“Mail call, Moosie!” Vanessa bellows as she bursts through the front door of our apartment. She’s carrying a medium-sized package. Once I see the pink floral packing tape surrounding it, I know instantly that it’s from my Grandma Opaline, my family’s oldest flower child, who spends her senior years knitting, playing her harp, and reminiscing about the past, and how music was so much better fifty years ago.
Vanessa puts the box on the dining table. “I wonder what it is?” she says. “Were you expecting anything?”
“Nope,” I reply. “My birthday’s not until next month.”
“Well, get busy and open it! The suspense is killing you.”
I smile at my wife. “Heh. Not really.” Probably just some old pictures of me as a baby, or maybe a hand-knitted scarf that took her years to complete. Sure, it’s the thought that counts, but I live in Tucson, Arizona, and barely have a neck to speak of; what the heck am I gonna do with a scarf?

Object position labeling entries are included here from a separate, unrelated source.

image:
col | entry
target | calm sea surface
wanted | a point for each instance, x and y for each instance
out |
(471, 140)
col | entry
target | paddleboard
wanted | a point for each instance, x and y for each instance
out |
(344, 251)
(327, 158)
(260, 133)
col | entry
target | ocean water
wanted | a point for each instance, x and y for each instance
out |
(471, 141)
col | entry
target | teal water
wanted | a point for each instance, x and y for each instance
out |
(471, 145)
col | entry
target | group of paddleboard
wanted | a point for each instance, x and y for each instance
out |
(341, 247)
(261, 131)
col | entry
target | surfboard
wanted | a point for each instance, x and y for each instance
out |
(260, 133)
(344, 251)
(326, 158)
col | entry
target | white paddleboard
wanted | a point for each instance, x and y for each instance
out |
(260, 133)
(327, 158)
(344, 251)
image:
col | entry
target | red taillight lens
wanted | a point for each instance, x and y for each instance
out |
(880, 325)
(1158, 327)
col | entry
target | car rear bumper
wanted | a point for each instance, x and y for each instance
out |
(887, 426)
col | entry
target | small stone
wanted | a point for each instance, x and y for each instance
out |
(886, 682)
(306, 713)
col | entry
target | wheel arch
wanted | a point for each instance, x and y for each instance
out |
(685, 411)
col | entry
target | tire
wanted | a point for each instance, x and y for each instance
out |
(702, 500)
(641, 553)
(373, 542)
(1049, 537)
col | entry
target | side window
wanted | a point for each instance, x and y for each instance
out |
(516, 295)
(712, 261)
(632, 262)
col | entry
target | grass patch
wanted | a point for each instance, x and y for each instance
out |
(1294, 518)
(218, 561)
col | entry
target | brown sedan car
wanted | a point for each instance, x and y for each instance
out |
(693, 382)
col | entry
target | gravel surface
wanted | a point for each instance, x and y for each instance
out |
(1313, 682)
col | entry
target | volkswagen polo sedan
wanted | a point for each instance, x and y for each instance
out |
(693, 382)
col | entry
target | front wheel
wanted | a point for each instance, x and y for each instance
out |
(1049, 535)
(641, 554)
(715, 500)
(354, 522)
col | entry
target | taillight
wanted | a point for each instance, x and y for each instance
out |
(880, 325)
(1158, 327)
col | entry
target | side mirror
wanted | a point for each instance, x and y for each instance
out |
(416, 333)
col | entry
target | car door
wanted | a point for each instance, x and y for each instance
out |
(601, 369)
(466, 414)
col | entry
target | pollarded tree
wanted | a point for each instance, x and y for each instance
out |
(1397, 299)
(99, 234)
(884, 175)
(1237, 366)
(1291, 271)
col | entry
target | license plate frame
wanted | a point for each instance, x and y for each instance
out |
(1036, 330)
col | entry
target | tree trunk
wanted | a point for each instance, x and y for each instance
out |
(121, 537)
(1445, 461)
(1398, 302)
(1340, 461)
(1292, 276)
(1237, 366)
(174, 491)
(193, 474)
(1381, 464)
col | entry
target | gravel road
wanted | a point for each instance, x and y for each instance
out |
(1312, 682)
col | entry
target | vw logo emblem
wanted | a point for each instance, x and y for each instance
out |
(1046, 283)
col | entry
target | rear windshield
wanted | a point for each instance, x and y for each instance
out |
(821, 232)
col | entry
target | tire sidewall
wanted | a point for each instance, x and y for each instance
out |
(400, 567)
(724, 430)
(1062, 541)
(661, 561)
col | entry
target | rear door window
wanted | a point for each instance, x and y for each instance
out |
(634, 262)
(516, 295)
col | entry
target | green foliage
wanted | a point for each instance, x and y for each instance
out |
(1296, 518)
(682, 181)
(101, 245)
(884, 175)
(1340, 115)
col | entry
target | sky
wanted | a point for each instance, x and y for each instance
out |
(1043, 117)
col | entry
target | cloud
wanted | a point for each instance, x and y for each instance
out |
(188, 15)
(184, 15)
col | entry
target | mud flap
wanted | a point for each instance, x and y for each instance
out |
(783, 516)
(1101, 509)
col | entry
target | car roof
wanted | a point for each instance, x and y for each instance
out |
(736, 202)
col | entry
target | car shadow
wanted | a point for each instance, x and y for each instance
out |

Inside the box is a black box with THE SHARPER IMAGE printed in silver on the top. The Sharper Image isn’t a place I’d expect a lady in her mid-eighties to frequent.
I open the black box and pull back the tissue paper. It’s a figurine of an octopus, slightly bigger than my hand. It’s painted in some kind of iridescent purple gloss. I turn it over; there’s a little button on the underside where an octopus’s ink sac would be (I guess; I’m no marine biologist). The button’s nearly invisible as it’s the same color as the rest of the creature. I push the button and the octopus vibrates.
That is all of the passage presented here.